I played with it a bit, seeing if I could do fuzzy matching (Tom matches Diane for all but 2 of 10 matches, that's close enough), but generally I reached a point where I could see it wasn't going to work.

So I went and browsed through the other d3 example graph types and found an example of a force directed graph.

Force Directed Graphs

At a first glance, it seemed that the randomness of this graph wasn't really going to be helpful (I had long term vague thoughts about trying to pin nodes down to a family tree graph, but they were very vague), but I thought I'd give it a go. I could put people in as nodes, and join lines to them where the data said they were matches in common. I made the node size relative to the shared cM. Then I changed that and made it relative to the longest shared cM - otherwise it was like trying to make a scale map of the solar system with my aunt being the sun. (Attempt #1).

As a first pass, it seemed to have some promise. The nodes were nicely displayed, a few of them were joined up. I was using the same set of data that I had tried out on the Venn diagram and it was a bit lacklustre, so I downloaded the next batch of 10 or so files plus some others that interested me.

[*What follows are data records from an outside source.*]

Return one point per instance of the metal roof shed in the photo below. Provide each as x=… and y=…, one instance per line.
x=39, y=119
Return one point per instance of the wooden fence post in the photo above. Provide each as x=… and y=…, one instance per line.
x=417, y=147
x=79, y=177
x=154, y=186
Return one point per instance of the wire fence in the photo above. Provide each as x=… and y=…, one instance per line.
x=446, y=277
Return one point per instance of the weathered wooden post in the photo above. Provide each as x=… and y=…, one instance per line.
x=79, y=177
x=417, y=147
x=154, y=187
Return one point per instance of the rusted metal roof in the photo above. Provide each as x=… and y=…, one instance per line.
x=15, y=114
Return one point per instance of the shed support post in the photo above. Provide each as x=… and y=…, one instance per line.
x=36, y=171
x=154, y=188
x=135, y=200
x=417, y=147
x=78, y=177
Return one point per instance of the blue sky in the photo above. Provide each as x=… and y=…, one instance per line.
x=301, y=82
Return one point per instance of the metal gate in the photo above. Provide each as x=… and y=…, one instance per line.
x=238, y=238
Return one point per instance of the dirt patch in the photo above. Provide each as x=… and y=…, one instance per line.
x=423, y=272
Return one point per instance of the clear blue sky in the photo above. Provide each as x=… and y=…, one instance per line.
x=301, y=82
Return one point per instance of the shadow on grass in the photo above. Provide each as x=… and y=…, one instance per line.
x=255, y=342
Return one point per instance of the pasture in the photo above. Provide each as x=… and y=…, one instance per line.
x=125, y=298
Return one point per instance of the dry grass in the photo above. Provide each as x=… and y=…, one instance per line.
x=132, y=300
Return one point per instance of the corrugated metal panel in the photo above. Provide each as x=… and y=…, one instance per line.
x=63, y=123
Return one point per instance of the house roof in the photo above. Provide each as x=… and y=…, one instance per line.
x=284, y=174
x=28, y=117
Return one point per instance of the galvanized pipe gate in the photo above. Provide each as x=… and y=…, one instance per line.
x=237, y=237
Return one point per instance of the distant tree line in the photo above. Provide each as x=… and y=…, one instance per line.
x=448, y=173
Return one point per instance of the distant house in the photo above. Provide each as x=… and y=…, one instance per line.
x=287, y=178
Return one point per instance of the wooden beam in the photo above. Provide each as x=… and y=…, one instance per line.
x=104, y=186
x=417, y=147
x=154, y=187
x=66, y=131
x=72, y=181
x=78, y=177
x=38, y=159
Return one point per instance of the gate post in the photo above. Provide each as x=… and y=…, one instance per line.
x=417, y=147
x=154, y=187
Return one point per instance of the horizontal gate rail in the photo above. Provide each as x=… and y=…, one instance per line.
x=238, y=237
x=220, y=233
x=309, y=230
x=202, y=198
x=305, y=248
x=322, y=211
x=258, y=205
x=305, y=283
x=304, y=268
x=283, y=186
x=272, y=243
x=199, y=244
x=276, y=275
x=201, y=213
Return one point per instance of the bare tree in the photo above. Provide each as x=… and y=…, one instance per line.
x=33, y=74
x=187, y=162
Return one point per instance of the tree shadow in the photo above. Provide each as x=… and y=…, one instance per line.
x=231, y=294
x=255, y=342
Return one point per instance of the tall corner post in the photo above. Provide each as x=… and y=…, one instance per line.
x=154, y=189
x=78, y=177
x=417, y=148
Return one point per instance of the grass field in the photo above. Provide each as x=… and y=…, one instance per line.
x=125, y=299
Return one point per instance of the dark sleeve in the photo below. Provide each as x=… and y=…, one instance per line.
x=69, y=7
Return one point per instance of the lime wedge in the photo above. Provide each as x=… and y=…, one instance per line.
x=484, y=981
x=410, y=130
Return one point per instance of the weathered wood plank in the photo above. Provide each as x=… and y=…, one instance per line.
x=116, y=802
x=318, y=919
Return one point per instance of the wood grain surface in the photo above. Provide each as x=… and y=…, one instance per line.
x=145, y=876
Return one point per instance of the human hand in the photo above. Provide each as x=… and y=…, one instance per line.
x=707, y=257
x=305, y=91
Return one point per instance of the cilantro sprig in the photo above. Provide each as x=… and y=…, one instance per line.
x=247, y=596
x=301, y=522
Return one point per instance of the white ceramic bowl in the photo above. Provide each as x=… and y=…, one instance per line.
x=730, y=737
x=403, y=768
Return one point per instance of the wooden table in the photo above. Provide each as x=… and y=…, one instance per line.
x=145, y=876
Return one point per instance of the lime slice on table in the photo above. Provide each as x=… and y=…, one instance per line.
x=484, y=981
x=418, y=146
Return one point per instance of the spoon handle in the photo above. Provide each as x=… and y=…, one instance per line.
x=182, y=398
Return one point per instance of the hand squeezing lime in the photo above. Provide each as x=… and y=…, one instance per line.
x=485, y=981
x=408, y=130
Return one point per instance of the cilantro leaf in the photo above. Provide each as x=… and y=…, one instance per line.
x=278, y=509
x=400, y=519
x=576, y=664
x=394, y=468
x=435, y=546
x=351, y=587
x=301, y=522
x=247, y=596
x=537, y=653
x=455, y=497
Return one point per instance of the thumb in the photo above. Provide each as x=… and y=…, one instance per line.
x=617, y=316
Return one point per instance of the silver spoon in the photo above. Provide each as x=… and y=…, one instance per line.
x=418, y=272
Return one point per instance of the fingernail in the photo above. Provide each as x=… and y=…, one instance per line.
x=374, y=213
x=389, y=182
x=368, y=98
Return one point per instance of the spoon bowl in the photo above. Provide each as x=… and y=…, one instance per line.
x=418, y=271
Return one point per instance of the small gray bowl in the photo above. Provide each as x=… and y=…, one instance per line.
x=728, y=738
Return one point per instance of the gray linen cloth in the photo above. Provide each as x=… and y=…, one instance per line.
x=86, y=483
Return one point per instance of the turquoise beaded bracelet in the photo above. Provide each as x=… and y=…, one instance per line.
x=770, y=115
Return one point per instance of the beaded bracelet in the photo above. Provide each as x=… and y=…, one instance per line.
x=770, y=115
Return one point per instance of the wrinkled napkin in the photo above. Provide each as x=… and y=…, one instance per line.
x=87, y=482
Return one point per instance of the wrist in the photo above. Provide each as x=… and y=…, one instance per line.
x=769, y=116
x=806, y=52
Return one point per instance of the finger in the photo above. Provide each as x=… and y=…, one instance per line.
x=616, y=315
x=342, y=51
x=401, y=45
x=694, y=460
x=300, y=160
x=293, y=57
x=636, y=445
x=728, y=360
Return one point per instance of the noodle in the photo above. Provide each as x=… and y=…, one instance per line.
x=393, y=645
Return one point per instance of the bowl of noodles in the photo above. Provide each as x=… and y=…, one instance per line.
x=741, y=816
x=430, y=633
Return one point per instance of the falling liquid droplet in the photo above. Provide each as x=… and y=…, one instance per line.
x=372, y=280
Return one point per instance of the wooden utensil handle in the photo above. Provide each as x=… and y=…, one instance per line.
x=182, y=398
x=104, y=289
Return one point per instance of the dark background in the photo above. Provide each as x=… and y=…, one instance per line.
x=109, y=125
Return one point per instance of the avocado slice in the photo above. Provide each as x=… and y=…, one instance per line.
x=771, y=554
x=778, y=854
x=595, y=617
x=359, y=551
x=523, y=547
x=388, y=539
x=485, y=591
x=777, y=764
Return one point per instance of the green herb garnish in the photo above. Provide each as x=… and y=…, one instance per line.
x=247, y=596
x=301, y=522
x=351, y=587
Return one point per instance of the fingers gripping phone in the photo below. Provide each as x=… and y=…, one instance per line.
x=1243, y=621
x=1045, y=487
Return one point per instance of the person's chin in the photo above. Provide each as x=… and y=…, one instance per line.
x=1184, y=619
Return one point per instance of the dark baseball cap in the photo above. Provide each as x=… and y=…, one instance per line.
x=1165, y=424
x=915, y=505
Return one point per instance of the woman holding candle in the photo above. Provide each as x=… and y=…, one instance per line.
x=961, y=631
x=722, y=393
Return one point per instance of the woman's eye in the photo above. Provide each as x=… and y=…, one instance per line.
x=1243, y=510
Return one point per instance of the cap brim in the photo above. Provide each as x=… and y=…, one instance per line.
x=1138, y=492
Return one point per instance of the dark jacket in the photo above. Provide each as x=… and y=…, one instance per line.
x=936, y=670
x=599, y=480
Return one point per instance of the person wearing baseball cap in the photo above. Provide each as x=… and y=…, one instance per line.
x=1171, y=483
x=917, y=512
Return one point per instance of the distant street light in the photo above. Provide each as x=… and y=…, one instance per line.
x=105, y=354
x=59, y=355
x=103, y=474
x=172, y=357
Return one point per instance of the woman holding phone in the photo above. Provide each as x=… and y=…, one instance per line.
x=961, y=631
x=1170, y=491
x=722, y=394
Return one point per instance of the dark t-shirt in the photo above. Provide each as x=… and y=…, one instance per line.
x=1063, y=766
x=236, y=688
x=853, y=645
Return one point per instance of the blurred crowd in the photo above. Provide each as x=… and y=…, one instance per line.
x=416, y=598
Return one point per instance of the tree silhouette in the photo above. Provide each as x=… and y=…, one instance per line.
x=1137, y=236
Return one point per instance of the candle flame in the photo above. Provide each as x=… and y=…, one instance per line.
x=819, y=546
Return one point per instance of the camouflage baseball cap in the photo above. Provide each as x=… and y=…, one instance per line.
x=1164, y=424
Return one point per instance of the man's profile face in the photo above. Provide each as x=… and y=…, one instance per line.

But rather than getting just clumps, I was getting long chains as well, some of them between people that I was more closely related to, and pretty sure that weren't related to each other. (Attempt #2).

So I went to the FTDNA website and did some manual poking with the common matches and the chromosome browser. And I found that while I might be related to person A and B, and they have each other in common, it doesn't necessarily mean that they are related to one another in the same ways I am related to them - or at least not in ways that have left the same DNA in the same places.

I wasn't really expecting much of this - different branches of my family come from consistently different places, so its somewhat intriguing to find that there might be crosslinking. I really shouldn't have been surprised, given that I've found enough of it in my paper genealogy research within Australia, but I didn't think it would extend to such a wider geographical area.

The next step was to download the csv from the chromosome browser, and use that to check whether when A and B matched each other, did they also match with me on the same chromosome. I don't really have the background knowledge to say "yes, this overlap is X cM its a match", and I wasn't aiming for high precision, so I decided to just treat things as a connection if there was any overlap at all.

That helped break some of the weird links and long chains, mostly leaving individuals without any links and intensely crosslinked groups. (Attempt #3).

This seemed like a positive line of enquiry, so I downloaded some more match files, and did the same process for some of the other kits I administer to see what different data might produce. The results for one kit were less dramatic, just a few links and one pentagram. Results for my aunt mostly mirrored my own, but with some subtle differences that might reflect generational closeness.

I added some options in processing to show the indirect links as dotted lines, or to remove individuals with no connections. There are options to change the minimum shared segment or longest segment before people who have multiple matches but no common match file of their own are included. These change the data file the graph uses, but ideally I'll put some of them in as controls on the graph page so they can be removed and added on the fly. I'd also like to add options for removing people or links, to help clarify some of the structures. Ideally I'd like to be able to also add controls that let you choose a person and only show their links.